I’m not failing to distinguish anything. I’m intentionally not bothering to distinguish what the problem statement says we should treat as indistinguishable. “While awake she obtains no information that would help her infer the day of the week.” Whether or not you think it is more realistic, the problem you are solving is not the Sleeping Beauty Problem.
And I’m not saying that Beauty’s experiences are the same. I’m just following the instructions in the problems statement, that says any information contained in the experiences of one day cannot be used to infer anything about the other.
And this is exactly what makes thought experiments interesting. Isolating one factor, and determining what its effect is when treated alone.
“Your Argument 1 doesn’t seem persuasive to me, because I don’t see how Beauty can be said to have prior beliefs when she is unconscious.” And she similarly can have different beliefs, then she can project during the experiment, than she had on Sunday. If she can project back a state in the past, why does it matter if she was awake. (If you want a comparison, you seem to be saying that the Sailor’s Child can’t hold a belief about the coin that was flipped before he was born.)
If you want real experiences in Argument #2, go back and read the Tim and Tom version. I just get tired of people saying “you changed the problem” when all I did was introduce an element that instantiates the day with out proving information, which is valid an necessary.
In #3, I have no problem with experiences that an external observers sees as differentiating the day, as long as Beauty can’t. The differences can exist, but provide Beauty with no information that identifies the day to her.
I think there’s no point in continuing this discussion. As far as I can tell, you are willing to admit that Beauty will have a variety of experiences on Monday, which will very probably be different from those she will have on Tuesday (if awake), although (by the conditons of the problem) she doesn’t know ahead of time how the two days will differ. But you are saying that she is NOT ALLOWED to use the fact that she has such experiences when reasoning about whether the coin landed heads. Debates in which one party to the discussion just says by fiat that the other party isn’t allowed to use certain forms of reasoning are pointless.
She is allowed any reasoning she wants to use. The condition explicitly stated in the thought problem (see https://en.wikipedia.org/wiki/Thought_experiment, for why we shouldn’t care about realism) is that experiences during the day will not help her to deduce what day it is, not that she can’t use it to determine her initial belief about the day or the coin.

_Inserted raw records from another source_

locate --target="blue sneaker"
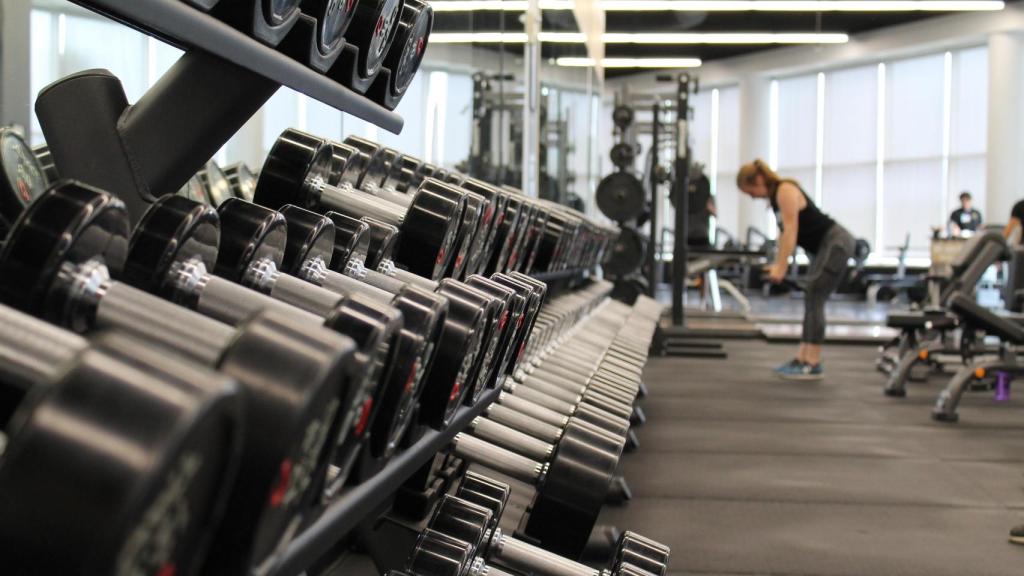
[775,360,825,380]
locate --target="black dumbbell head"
[427,494,492,553]
[124,196,220,295]
[0,128,49,229]
[253,128,333,210]
[406,529,474,576]
[325,212,370,272]
[0,180,130,318]
[281,204,335,275]
[302,0,358,54]
[384,0,434,98]
[348,0,404,78]
[455,470,512,528]
[359,217,398,270]
[215,198,288,282]
[197,160,234,208]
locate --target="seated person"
[949,192,981,236]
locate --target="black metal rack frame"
[36,0,403,221]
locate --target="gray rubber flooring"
[601,340,1024,576]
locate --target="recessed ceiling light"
[555,56,700,68]
[601,32,850,44]
[597,0,1006,12]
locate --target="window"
[946,47,997,219]
[879,54,946,251]
[821,66,878,242]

What this means, is that if Xi represents her ordered experiences, with X0 representing only the experience of waking up as defined by the experiment, that Pr(Today=Monday|Xi+1) = Pr(Today=Monday|Xi) for all i>=0. Not that she can’t define Pr(Today=Monday|X0).
But you are right, there is no point in continuing if you insist on violating the problem statement.
As you’re defined it, the thought experiment is simply impossible to run in principle, since if you apply standard principles of probability, Pr(Today=Monday|Xi+1) is NOT equal to Pr(Today=Monday|Xi). It’s like saying that as a condition of your thought experiment, arguments about the solution must assume that pi is exactly equal to three.
And the purpose of a thought experiment, is to define how ideal concepts work when you can’t run them in principle. And strawman arguments do not change that.